Got a question about technology? Ask it here. Discussion of hardware, software, TiVos, multi-region DVDs, Windows, Macs, LINUX, hand-helds, iPods, anything tech related. Better than any helpdesk!
It's probably not recognizing the ” character because the data is labeled with the wrong character encoding. If I were to hazard a guess, JavaScript is expecting the XML to be encoded as utf-8, but the file is actually encoded in cp-1252.
In any event, ” can be represented by the entity ” or ”.
Dear Microsoft:
I use your products. I have stood up for you. For the love of god, please stop auto-updating me and, in the process, wiping out all my display settings. The happy shiny XP displays and the lack of my Serenity desktop get on my last nerve, and I have to reset everything back to my nice soothing monotone.
Seriously, people. I have turned off auto-update. I have gone through various permutations recommended by persons on the web to keep it off. Somehow, auto-update keeps auto turning itself back on.
Also, I am not a PC.
Yours exasperatedly,
Me
(Any suggestions, techistas?)
(Any suggestions, techistas?)
[link]
:: runs and hides ::
t /no help
Ginger, how are you turning off auto-update. Is that an issue? Maybe you need to turn it off permanently? I cannot remember what I did, but on my home computer, it won't auto-update, it only updates when I let it.
In geeky news, my open source application is getting packaged for Debian, making it packaged for at least Ubuntu and Debian now. I feel a bit guilty that I haven't worked on it in a couple of years, but the new developers that signed up have been doing such a great job I don't know what I would do.
I want to pick the collective brain here for a moment.
My screener library here at work is currently about 4000 DVDs held in albums on my windowsill. They take up about 5' of space. Space which I will not have when our office moves downtown next summer.
Basically, I need to find a way to digitize the entire library so it can be held on a network-accessible server FOR FREE because I have no budget for this. The files need to be accessible over the corporate intranet for the sales team to screen (we all have VLC so almost any codec will do), AND I need to be able to lay them to DVD for our clients.

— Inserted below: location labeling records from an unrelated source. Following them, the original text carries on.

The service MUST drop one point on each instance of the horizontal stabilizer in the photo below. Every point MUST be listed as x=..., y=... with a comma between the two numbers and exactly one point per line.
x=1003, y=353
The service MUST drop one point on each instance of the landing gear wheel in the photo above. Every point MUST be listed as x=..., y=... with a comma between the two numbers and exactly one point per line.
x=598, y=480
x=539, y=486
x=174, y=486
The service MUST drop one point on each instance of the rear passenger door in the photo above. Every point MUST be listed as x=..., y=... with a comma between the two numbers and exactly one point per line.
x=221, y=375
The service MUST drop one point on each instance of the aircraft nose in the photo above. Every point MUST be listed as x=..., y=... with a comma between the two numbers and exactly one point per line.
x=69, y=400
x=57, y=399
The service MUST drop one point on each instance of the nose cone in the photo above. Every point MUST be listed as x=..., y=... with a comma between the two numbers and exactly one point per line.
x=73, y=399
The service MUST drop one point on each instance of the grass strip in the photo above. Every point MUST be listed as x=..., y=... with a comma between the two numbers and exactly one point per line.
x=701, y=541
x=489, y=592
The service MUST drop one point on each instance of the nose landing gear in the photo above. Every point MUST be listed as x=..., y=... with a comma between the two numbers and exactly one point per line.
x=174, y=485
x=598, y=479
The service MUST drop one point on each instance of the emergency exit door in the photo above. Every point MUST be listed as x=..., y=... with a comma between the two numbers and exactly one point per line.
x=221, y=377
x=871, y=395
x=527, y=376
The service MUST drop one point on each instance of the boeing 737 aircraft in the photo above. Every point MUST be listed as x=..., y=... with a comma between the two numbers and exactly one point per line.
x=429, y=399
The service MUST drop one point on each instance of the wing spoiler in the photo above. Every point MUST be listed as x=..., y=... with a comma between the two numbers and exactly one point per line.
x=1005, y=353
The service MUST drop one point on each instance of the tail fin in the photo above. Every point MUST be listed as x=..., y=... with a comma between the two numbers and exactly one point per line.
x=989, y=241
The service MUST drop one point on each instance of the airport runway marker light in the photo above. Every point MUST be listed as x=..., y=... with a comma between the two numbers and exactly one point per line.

I'm open to pretty much any suggestion. The only requirement is it has to be dead cheap.
Unpaid intern!
For the technology parts, I got nothin'.
I transcode my DVDs to MP4/MP3 packaged in AVI on Linux using Mencoder and acidrip to set up the transcoding script, it's free but awfully techy. You have to jump though a hoop to get the DVD decoder installed as well.
Mencoder might work on Mac but I don't know how to get the DVD decoder in the Mac world, or a Mac frontend application to set up the script. Though, I suppose once you have a working script you can probably use it generically for any DVD. You could also use Xvid instead of MP4.
I use tovid to make and burn DVDs, but I've never done it with one of my AVI files.
Jessica,
do you have network space for all of this, because that's a lot of space.
If you have network space, all you really need is time to rip the DVDs. I'm not sure what kind of machine you are on, but there are free DVD ripping tools on PC and Mac. If you do them while you are working on other things, you can probably do 5-10 a day.
I think the technology part also comes down to "unpaid intern". I know Jess is familiar with the usual Mac ripping options and the amount of storage space it'll take, but the sheer repetitive drag of it, if you don't want to be spending the next freaking year ripping DVDs, is honestly one of the things that keeps a lot of archives and libraries and such from digitizing mass quantities.